Rubicon Project's Barrett: Tackle Transparency Or Ad Tech Could Face Regulation

The ad-tech ecosystem and programmatic media are at a crossroads -- and the demand for transparency is table stakes. That was the message advanced by Michael Barrett, Rubicon Project's president and CEO,  keynoting the Interactive Advertising Bureau’s (IAB) Programmatic Symposium.

His presentation, “Doing It With The Lights On: The Future Of A Well-lit Marketplace,” was a response to the wake-up call the industry is receiving from marketers  fed up with ad tech and its  lack of transparency around in inventory pricing and fees, quality of inventory, viewability, media measurement, and brand safety

“If I spend ‘x’ dollars on advertising programmatically, what is the real cost of the media? Was my ad viewed? Was it viewed by a human? I really think that in order to continue growth in this industry, we have to take a step back and make sure those questions are being answered,” Barrett said.

Barrett reiterated the IAB’s definition of programmatic, which it’s now calling “automated," to describe it as “the application of data and software to automated digital advertising transactions."

Describing the landscape industry stakeholders find themselves in, Barrett said “marketers have hit the pause button, and will continue to hit it until things are addressed.” He described the industry as in an “existential crisis” and warned attendees more than once that if it doesn’t show speed and leadership, “others will make these changes for us by setting standards and practices, and dictating value.”

He urged members of the industry to work together since no  single company can do everything itself.

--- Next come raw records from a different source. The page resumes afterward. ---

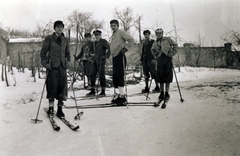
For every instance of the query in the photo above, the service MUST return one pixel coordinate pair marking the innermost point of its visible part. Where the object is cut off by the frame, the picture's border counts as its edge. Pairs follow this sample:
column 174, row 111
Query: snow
column 207, row 123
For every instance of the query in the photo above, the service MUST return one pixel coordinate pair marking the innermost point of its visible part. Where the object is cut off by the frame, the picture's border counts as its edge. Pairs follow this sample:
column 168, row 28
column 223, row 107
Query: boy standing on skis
column 164, row 48
column 120, row 43
column 55, row 56
column 101, row 53
column 86, row 56
column 148, row 62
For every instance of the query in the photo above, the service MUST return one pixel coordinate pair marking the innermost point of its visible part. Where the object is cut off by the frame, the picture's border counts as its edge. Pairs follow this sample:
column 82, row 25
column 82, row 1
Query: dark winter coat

Barrett said companies in the space lead with features and don’t talk about what they actually do: “You shouldn’t have to be a rocket scientist to understand what companies do in this space. … We need to demystify what we do, and show where the inefficiencies are in the supply chain, where the problems are occurring.”

He called on the industry to adopt the IAB’s definitions set out in the association's new framework.

Barrett went further to challenge the industry to respond to his recommendations. For example, companies in the space need to explain what business they’re in. “What’s the idea of being a first- or second-price auction really mean? What is a data-driven model? What exactly do you do?”

Regarding the so-called “ad tech tax,”  companies need to explain how much money actually goes to buying an ad.

While that may not be an easy answer, “the simple fact is there’s no advertiser that won’t demand the answer to that question and demand an audit to know what’s happening with their spend,” Barrett noted. Simply put, “what is the cost of the transaction?” he said.

Barrett said stakeholders need to be “radically transparent about pricing.”

He also held his own company to the fire, saying “Rubicon isn’t [transparent]. While the seller and buyer are charged a fee, what is that fee structure? Make it plain and simple.” Once this is confronted, the ad-tech tax issue can be addressed, he said.

“We must work together against bad actors,” Barrett said, citing the IAB and Trustworthy Accountability Group (TAG), as examples of organizations that are doing so. He urged companies to share data about who the bad actors are. “Marketers can help, too, by working with agencies and vendors on the buy side to help solve the problem.”

Barrett said that open source technology is an attractive idea and cited prebid.js. “The time is right for the industry to explore it.”

He called for speed and collaboration in making changes and said that after these issues are resolved sufficiently, an industry effort around attribution is also needed. “Moving from a cookie-based world to a people-based world will require more open-source work.”

The IAB recently made TAG registration mandatory for its members, which Barrett called  "a great first step. I see a world where you cannot work with anyone that’s not part of TAG.”